A common controversy about black powder is lubricant composition. Some people tell this is a bad idea to use any petroleum based products in such lube because it will produce hard, difficult to clean residues.
As far as I know, in the old days, gunners used mostly mutton tallow in order to lube their bullets, and most animal-based grease have been found an easy (available) and efficiant way for that use.
Now we can avoid the problems of stinking, liquifying or decaying animal greases, and some people tell they used petroleum jelly or lithium grease for decades with no particular problems. Unfortunetaly, other people disagree, and the exact recipes are so numerous nobody can give me rationnal and definitive answer. Looking at classic lube recipes teach us there is no consensus on such questions :
Historical Black Powder Bullet Lubricants
Composition of Extensively Used Bullet Lubricants
(E.H. Harrison, American Rifleman, Jul. 1965)

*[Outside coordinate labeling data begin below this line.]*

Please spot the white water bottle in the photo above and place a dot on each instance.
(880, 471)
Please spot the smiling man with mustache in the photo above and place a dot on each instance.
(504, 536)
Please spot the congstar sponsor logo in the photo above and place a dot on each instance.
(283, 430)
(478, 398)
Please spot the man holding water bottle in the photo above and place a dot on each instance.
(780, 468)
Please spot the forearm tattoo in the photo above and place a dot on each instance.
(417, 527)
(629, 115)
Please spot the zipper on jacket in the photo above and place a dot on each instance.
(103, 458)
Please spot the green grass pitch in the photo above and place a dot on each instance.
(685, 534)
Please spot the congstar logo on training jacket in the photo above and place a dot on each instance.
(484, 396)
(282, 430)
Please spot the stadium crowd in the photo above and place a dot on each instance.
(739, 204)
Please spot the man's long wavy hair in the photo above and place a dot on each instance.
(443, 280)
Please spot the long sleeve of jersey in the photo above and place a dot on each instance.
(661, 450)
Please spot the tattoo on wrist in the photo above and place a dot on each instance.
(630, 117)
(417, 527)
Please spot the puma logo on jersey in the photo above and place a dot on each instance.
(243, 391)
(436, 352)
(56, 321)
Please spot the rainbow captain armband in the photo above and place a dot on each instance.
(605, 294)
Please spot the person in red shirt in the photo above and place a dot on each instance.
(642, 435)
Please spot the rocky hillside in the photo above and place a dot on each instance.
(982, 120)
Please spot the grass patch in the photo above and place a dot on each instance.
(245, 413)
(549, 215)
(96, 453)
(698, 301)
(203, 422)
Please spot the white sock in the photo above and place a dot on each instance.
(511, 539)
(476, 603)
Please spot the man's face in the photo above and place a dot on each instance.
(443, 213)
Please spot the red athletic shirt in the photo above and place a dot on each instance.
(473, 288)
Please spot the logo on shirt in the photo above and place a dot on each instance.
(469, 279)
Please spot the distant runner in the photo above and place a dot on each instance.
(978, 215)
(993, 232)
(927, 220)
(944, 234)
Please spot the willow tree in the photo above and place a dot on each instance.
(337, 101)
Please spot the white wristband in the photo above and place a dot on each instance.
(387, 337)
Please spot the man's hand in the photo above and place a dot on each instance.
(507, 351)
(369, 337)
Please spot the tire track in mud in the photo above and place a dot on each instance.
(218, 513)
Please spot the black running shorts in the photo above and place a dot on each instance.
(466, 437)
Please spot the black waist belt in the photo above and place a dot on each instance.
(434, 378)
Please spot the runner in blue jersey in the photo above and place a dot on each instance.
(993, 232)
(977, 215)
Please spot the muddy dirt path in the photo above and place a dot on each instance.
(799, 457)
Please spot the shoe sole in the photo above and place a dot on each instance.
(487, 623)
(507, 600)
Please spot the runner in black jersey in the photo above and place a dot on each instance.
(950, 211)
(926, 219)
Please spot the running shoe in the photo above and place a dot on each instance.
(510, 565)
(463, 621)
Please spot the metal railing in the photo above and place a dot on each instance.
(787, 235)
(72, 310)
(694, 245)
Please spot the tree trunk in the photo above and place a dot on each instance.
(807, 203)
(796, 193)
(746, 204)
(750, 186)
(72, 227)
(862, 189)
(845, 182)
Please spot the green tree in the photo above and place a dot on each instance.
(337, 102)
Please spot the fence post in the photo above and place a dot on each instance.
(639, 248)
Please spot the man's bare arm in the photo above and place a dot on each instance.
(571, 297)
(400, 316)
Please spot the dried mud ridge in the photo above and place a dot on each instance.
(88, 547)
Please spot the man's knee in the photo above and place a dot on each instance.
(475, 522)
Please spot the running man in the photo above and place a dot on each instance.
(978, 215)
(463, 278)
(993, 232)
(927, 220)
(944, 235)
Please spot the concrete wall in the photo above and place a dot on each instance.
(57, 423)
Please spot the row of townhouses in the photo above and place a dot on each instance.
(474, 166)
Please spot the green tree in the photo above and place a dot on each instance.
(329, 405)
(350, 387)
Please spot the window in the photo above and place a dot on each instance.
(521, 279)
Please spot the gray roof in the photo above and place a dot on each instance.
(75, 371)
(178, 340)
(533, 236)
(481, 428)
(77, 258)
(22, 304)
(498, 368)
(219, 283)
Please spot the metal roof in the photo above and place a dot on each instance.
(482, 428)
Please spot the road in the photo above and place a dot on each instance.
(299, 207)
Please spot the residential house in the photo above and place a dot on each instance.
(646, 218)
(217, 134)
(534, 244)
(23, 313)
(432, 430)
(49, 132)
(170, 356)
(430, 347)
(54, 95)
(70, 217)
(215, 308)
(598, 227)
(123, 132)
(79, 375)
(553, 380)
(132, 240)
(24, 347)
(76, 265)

U.S. Army 1855 - 1 beeswax, 3 tallow.
U.S. Army 1861 - 8 beeswax, 1 tallow.
U.S. Army 1873 - 8 bayberry wax, 1 graphite.
U.S. Army 1880 and thereafter - Japan wax.
Sharps Rifle Co., 1878 - 1 beeswax, 2 sperm oil.
Massachusetts Arms Co. (Maynard rifle), 1890 - 1 beeswax, 3 tallow.
Marlin Firearms Co., 1891 - 1 beeswax, 4 tallow.
Smith & Wesson, 1891 - tallow.
H.M. Pope, about 1900 - 3 mutton tallow, 2 bay wax, 1 beeswax, 1 steam cylinder oil, .2 of 1 acheson graphite. The bay wax could be omitted.
Automobile door latch stick lubricant, U.S. Patent 1,920,161
(1931) - 5 paraffin wax, 3 petroleum jelly, 2 oil.
A large police department, 1962 - 1 beeswax, 1 paraffin wax, 1 cosmoline. Notes: "Cosmolene" in this context refers to dark petrolatum with no anti-corrosion additives. Refined yellow petrolatum (petroleum jelly, Vaseline) may be substituted.
Any mixture containing paraffin wax must include a plasticizer, such as petrolatum. Microcrystalline petroleum waxes may be used as-is.
The 1:3 beeswax/tallow mixture (or any composition composed mainly of tallow) is probably the most traditional choice for "primitive" shooters. The 8:1 mixture is rather stiff, and better suited to conicals, paper cartridges, and the like. For paper-patched bullets, I'd be inclined to try the Sharps formula, substituting Dexron II/III automatic transmission fluid for the sperm oil.
Could someone explain or quote some good source explaining if and why petroleum based lubricant will produce such disagreement with black powder?